The Dance with Dragons expansion for the Game of Thrones Board game includes a Walder Frey combat card, whose text reads:

Any player (other than your opponent) who grants support to your opponent must grant that support to you instead.

When playing with the Mother of Dragons vassal rules, could this card be used to affect your opponent's vassal that is supporting them in the combat?

For example, say the Arryn player enters combat with the Stark/Bolton player, and Baratheon, who is a vassal of house Arryn, has a support order in an adjacent zone. If Stark/Bolton plays Walder Frey, do they receive Baratheon's support instead of Arryn?

  • This question brought our game to a half-hour halt as we debated the intent of the card vs the rules as written. We determined that, as originally written, the intent of the card would probably be to allow for this kind of scenario. However, given that the cards were not retroactively edited for the new expansion, and observing the language of the MoD rules, clear distinctions are made between the terms 'vassal' and 'player'. The wording of the rules does not seem to support this use of Walder.
    – pmain8
    Commented Jan 4, 2019 at 16:26
  • We eventually just flipped a coin to keep the game going, but never resolved whether the originalist or textualist interpretation is correct.
    – pmain8
    Commented Jan 4, 2019 at 16:31

2 Answers 2


A bit late, but still :)

There are three words that adresses people in different ways in this game. House, Player, Opponent. (in this specific scenario, the difference between opponent and player is crucial)

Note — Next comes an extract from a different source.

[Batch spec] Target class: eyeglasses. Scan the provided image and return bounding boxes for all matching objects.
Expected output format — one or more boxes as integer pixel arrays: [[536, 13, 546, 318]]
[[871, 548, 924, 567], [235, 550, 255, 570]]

1: Judging from the Bronn Vassal House Card. "After you reveal house cards, your opponent may choose to discard 2 of their available tokens to reduce this card's combat strength to 0"

This is of course to address the person you are playing against, and not the house (ie possible vassal) as the vassal cannot have power tokens. Even more clear would be the example if two vassals are in combat. The vassal playing against Bronn doesn't have power tokens (ie, the person commanding the vassal needs to pay, meaning the opponent is 1 player with 2 or more houses)

2: The rulebook states that you as a commander of a vassal resolve the combat on behalf of the vassal. - meaning that you do everything, get the rewards and the punishments. That makes the vassal a non-player imo.

Finally, I think the text on Walder Frey nullifies any confusion as it has both player and opponent in it.

"Any player (other than your opponent) who grants support to your opponent must grant that support to you instead."

So the card would not reverse the support of your opponent's own vassal. In fact, it is the only counter to the situational, but sometimes powerful, card of Walder Frey. :)


We played it with the "intent" of the card. So your "opponent" is Arryn, that is the person the battle is directly against. The vassal is another "player" so their support for Arryn becomes your support.